Hearings and Business Meetings

SD-366 Energy Committee Hearing Room 10:00 AM

Andrew McElwaine

Mr.

"Reauthorization of the Federal Abandoned Mine

Reclamation Fund"

Testimony of

Andrew S. McElwaine,

President and CEO of the Pennsylvania Environmental Council

Before the

U.S. Senate Environment and Natural Resources Committee

September 27, 2005

Introduction

Mr. Chairman and members of the Committee, thank you for inviting

me to participate in today’s hearing. My name is Andrew McElwaine and I am

President and CEO of the Pennsylvania Environmental Council, a statewide

non-profit group that has offices throughout the state.

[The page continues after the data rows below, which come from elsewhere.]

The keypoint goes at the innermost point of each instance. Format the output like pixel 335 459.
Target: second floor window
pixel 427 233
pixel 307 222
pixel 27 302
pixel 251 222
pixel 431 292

I am testifying on behalf of the Pennsylvania Abandoned Mine Land

Campaign, a coalition of over 200 Pennsylvania conservation groups,

including 150 watershed organizations from all Commonwealth coalfield

counties. Over the last two years, we have also worked with community

leaders from ten states in an effort to formulate recommendations that have the

broadest base of support.

I want to reiterate our profound appreciation for your interest in

working for an effective AML reauthorization. To be successful, the AMLF

reauthorization must combine necessary, predictable, mandatory funding

without compromising existing environmental laws.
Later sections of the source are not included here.